Martin O’Neill needs to tell Shane Long he’s the main man
Playing Robbie Keane as the lone striker has rarely worked
Ireland’s Shane Long celebrates his late strike against Latvia.
Friday’s performance was certainly encouraging. The intent was what warmed the cockles of many an Irish football heart. The style of Martin O’Neill, both on the field by his team and the man off it, was impressive. More because of the contrast in his approach to Giovanni Trapattoni than anything else.
Remember when the national team used to sell out the national stadium? More of the enthusiasm adopted by Ireland against Latvia will keep the crowd streaming back.
Keiren Westwood endeavoured to play it out from the back and our midfield trio could dip into space for a pass because the back four opened up high and wide (whether David Forde will be afforded the same luxury this evening seems unlikely).
And do you think Trap would have even considered playing a front four of Robbie Keane, Aiden McGeady, James McClean and Wes Hoolahan? No, nay, never.
Too small, too light for the Italian and still these were the men who gave the crowd back their voice. The confidence of McClean, McGeady and Keane goals, allied by Hoolahan’s touch, was what made us start believing again.
Yes, Latvia were dire and it is early days but we all needed a perestroika and glasnost moment. The new management immediately offered us such hope. With the visitors clogging the middle, pathways were created for decent service up to McGeady, McClean and Keane.
This is how the game should be played more often than not. Especially against lesser opponents. Now, it will be interesting to see if this trio can be employed against stronger opposition, against teams ranked above us.
Attack the best
Are we really willing to go out and attack the best, to let Séamus Coleman and whoever secures the left-back role raid forward when the moment demands it? I don’t think such an attacking formation can be accommodated on the road.
This brings us to the first major conundrum of the new era. Robbie Keane and the system he is played in. If he is played at all. Keane’s attitude on the pitch and desire to represent his country remains obvious even if his number of goals against major nations deserves further scrutiny.
His goal at home to Sweden in the 2-1 defeat last September was the only strike in six games against our three Group C rivals. That is not enough. Playing Keane as the lone striker has rarely worked. But it is the way O’Neill has regularly set up his club teams.
Kevin Doyle and Shane Long deserve further examination attacking through the middle, and I expect one of them to become the main target for crosses.
O’Neill played behind and then coached players like Billy Hamilton, Gerry Armstrong, Emile Heskey and John Hartson; big, bustling target men.
The WBA striker looked like he was cracking up in Ireland camp over the last year. He was picking up yellow cards when lashing out during the brief cameos offered to him. Then Noel King didn’t use him and he had a go.

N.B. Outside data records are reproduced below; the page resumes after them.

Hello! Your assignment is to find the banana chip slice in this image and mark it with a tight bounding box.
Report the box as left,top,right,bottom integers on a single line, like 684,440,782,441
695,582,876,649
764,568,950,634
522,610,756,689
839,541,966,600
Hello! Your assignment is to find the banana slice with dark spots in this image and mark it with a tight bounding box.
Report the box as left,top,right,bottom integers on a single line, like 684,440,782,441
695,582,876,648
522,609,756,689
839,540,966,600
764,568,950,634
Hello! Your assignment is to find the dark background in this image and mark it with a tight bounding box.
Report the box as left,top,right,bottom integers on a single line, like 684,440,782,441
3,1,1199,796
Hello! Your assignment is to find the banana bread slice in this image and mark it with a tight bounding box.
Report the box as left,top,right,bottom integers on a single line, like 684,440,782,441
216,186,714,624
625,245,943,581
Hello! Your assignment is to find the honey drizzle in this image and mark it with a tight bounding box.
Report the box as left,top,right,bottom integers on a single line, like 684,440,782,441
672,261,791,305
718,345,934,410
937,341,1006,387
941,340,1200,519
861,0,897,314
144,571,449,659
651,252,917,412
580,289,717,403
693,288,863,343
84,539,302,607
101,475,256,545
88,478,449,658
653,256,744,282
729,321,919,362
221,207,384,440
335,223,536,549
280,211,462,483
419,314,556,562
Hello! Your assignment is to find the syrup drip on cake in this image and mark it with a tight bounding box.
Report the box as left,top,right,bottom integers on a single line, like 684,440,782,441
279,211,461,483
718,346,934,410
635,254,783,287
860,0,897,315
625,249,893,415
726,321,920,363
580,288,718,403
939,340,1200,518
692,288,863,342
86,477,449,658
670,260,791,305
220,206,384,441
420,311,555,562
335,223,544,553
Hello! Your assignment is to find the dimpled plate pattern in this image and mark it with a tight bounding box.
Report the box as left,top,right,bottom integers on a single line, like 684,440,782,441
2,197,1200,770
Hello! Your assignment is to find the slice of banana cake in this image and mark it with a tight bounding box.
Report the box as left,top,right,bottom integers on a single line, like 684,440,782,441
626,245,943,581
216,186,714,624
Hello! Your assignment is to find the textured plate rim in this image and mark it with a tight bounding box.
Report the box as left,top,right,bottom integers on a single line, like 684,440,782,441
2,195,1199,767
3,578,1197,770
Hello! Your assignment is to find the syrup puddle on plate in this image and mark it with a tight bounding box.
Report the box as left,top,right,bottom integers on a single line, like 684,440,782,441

Just like McClean last Friday, all that can change tonight by telling Shane he is the main man. Just go out there and justify the faith we are placing in you. The team have been too dependent on route one and set-piece goals, but I feel that is set to change.
Analysing an away formation is the main value of tonight. Poland are actually ranked nine places below us (69th) and we played them already this year, so it begs the question: what are we doing back in (a cold and damp) Poznan? It will be different though as both nations are under new management.
O’Neill is mindful of the need to keep fluid communication channels open with club managers. That means trying not to flog any player over 180 minutes. Still, I feel John O’Shea needs to be retained at the heart of the defence.
I also expect to see Paul Green as a holding midfielder. He performed adequately when given a chance against Sweden, Austria and against Poland last February.
Poland will provide the necessary technical and tactical challenge so obviously missing in the Latvia game. There won’t be anywhere near the same time to pass from the back. So we will need to scrap for possession. That will tell O’Neill and Roy Keane something more about their soldiers.
Tonight we also have the opportunity to address the embarrassment of the Euros when our statistics were the worst on show. Over our three group games we completed 725 passes to a green jersey. Spain racked up 3,915. A stat somewhere in the middle would do us just fine.